2.1. Synthesis of CVD graphene and chemically derived graphene
Single and few layer graphene samples were synthesized by a thermal CVD method and transferred on to the Si/SiO2 and quartz substrate by standard wet chemical method. The chemically derived graphene such as GO and GQDs are obtained from simple chemical exfoliation techniques. The full details of the experiment and characterization of these samples are described in the supporting information (see sections: SI1–SI4).
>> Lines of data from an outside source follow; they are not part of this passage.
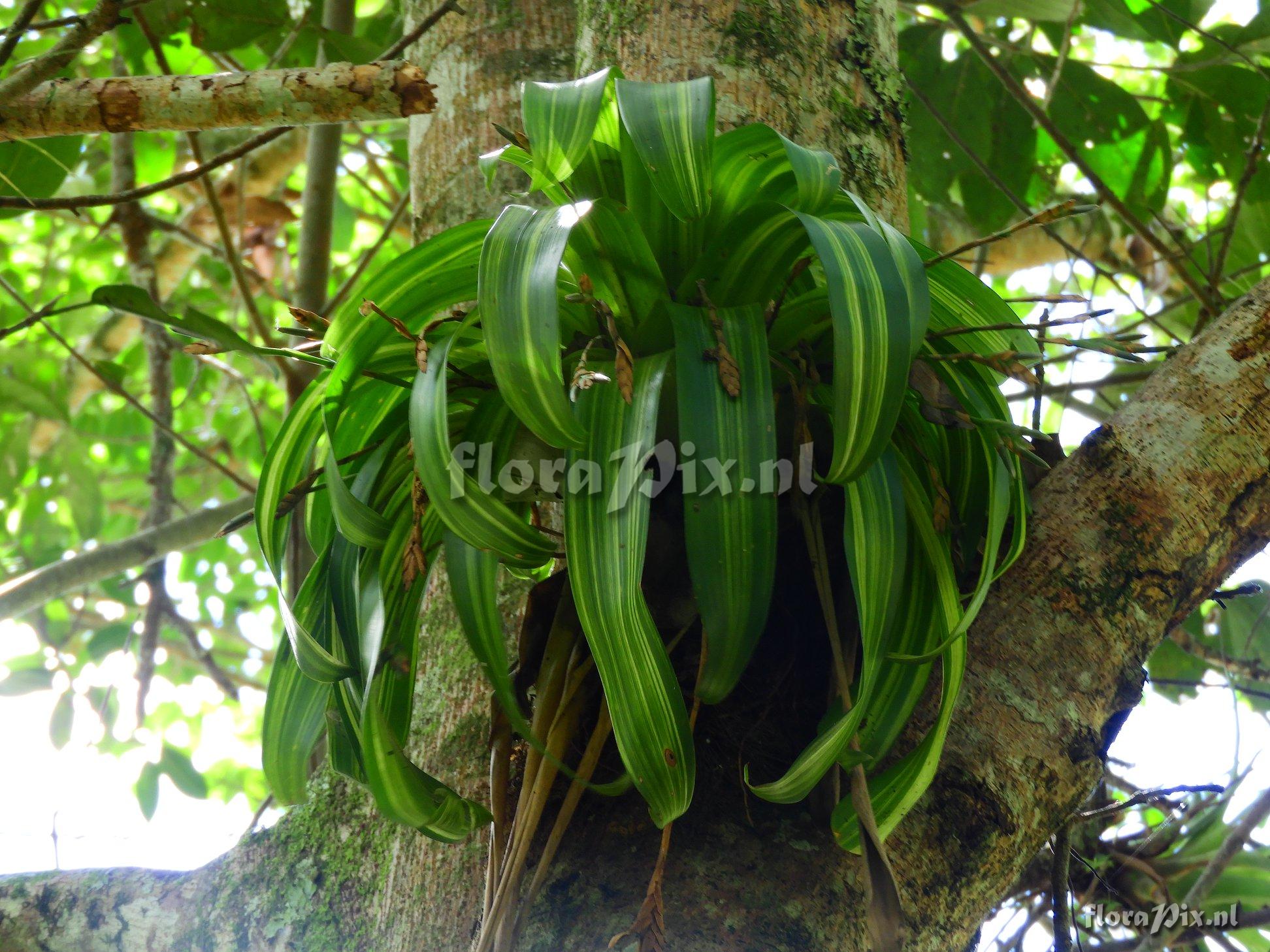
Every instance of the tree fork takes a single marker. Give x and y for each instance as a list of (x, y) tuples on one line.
[(299, 97)]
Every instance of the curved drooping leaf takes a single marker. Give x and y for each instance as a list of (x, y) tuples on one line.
[(606, 531), (729, 517), (896, 790), (757, 164), (671, 126), (520, 264), (612, 251), (875, 540), (404, 793), (463, 505), (295, 705), (871, 340), (474, 584), (912, 271), (561, 121)]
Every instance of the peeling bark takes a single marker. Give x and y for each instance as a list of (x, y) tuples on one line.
[(1128, 535), (301, 97)]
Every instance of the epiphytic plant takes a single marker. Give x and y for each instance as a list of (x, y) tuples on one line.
[(722, 291)]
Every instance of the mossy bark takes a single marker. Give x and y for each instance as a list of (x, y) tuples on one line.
[(1127, 537)]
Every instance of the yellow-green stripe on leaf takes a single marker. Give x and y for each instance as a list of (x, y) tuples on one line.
[(520, 264), (606, 532), (671, 126), (729, 520)]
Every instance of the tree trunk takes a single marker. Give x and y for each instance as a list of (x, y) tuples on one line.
[(1128, 535)]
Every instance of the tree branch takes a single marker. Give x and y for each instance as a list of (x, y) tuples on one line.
[(21, 594), (1073, 155), (134, 195), (88, 28), (297, 97)]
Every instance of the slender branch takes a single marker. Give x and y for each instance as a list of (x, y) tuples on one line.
[(40, 25), (133, 195), (1073, 155), (1241, 189), (1058, 889), (425, 25), (988, 173), (27, 76), (136, 404), (23, 593), (1233, 844), (13, 35), (313, 258), (1047, 216), (262, 98)]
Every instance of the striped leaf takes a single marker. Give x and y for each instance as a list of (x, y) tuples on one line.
[(729, 528), (756, 164), (606, 530), (671, 126), (474, 587), (520, 264), (561, 119), (912, 271), (406, 793), (875, 541), (463, 505), (295, 705), (612, 251), (871, 340)]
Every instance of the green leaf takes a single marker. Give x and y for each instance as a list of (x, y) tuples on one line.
[(24, 680), (517, 294), (559, 121), (606, 531), (182, 772), (896, 790), (63, 720), (615, 254), (755, 164), (672, 127), (729, 528), (464, 507), (875, 543), (357, 522), (871, 340), (36, 169), (295, 715), (474, 586), (148, 790), (406, 793)]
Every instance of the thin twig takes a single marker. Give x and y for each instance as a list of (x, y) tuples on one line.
[(1028, 102), (988, 173), (13, 35), (1147, 796), (136, 404), (86, 29), (1241, 189), (1047, 216), (1233, 844), (133, 195), (365, 261), (1058, 889), (425, 25)]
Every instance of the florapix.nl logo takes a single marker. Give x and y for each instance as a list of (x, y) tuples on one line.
[(630, 469)]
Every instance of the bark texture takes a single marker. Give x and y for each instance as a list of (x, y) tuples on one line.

2.2. Deposition of high quality ZnO thin films on graphene
High quality ZnO films with three different thicknesses: ∼300 nm (code-Z1), ∼100 nm (code-Z2) and ∼10 nm (codeZ3), were deposited by RF magnetron sputtering on various graphene substrates for the growth of ZnO NWs. High purity ZnO sputter target (99.999%, Kurt J Lesker, USA) was used as a source for the ZnO grain growth. Initially the chamber was evacuated to a base pressure of 6.7 × 10−6 mbar and during the sputtering it was maintained at 1 × 10−2 mbar. The RF power was kept at 100 W. The substrates were heated to 200 °C for better crystalinity and uniformity of the ZnO grains. Further, these ZnO thin films were subjected to rapid thermal annealing (RTA) treatment at 600 °C in Ar gas ambient (flow rate of 200 standard cubic centimeters (SCCM)) atmosphere for 3 min using a commercial RTA system (MILA3000, Ulvac, Japan) in order to further improve the crystalline quality as well as for the removal of excess oxygen traps on the ZnO thin films on various substrates. Improvements in the crystalinity of ZnO grains and their phases were confirmed from XRD and HRTEM analyses (discussed later).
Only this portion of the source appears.